Только с ним Маруся могла отпустить на свободу свое воображение, которое в одиночестве всегда пугало ее причудливыми, необъяснимыми образами. При Сергее все эти образы не становились менее причудливыми, но их почему-то можно было не бояться, а смотреть внутри себя бесконечно, как никому не видимый фильм. Почему так, Маруся не знала. Она и не говорила ему никогда про эти образы, но ждала Сергея с еще большим нетерпением оттого, что с его появлением они начинали приносить не страх, а счастье.
Сейчас, в стылой октябрьской тьме пустынного ночного бульвара, это вспомнилось совсем некстати. Настолько некстати, что Маруся чуть не заплакала. И тут же почувствовала, как в груди у нее поднимается обжигающая обида – необъяснимая, может быть, неправильная, но острая, как нож.
«Зачем ты мне все это... показал? – глотая слезы, подумала она. – Жизнь совсем другая, и мужчин таких, как ты, больше нету, и... И ничего нету!»
Маруся быстро прижала к глазам холодные пальцы. Она всегда так делала, чтобы слезы не успели пролиться, и всегда это помогало. Ни рыдать, ни тем более воображать себя богатырем на распутье было ни к чему. Надо было просто решить, где она проведет эту ночь.
Маруся перебежала бульвар и вошла в арку высокого серого дома. В подвале этого мрачноватого здания находилось кафе, которое вечерами работало как клуб «для своих». Вообще-то, по начальному замыслу, оно и весь день должно было работать именно так, но уже через месяц после открытия имидж пришлось уточнить, чтобы не разориться. Поэтому весь день, как со вздохом говорила хозяйка, кафе являлось обыкновенной быдлячьей забегаловкой и только к вечеру становилось тем, для чего и было предназначено, – богемным клубом под названием «Без названия».

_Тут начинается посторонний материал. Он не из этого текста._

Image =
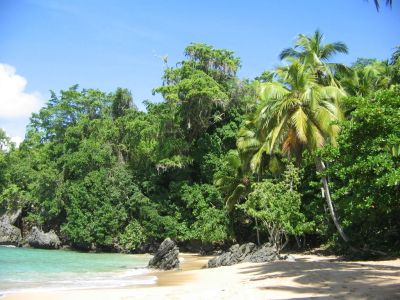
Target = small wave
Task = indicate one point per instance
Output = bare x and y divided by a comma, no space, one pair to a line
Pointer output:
78,282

Остановившись перед подвальной дверью, Маруся извлекла из своей бездонной сумки, похожей на холщовый мешок, длинный латунный ключ. Такие ключи когда-то были выданы тем, кто имел право посещать кафе вечерами. Амалия была в их числе, и после ее отъезда ключ достался Марусе. Правда, она ни разу не воспользовалась этим ключом, потому что заходила в кафе только днем, и то когда Толя уезжал в командировки. Готовить для себя одной ей не хотелось, а здесь была недорогая еда.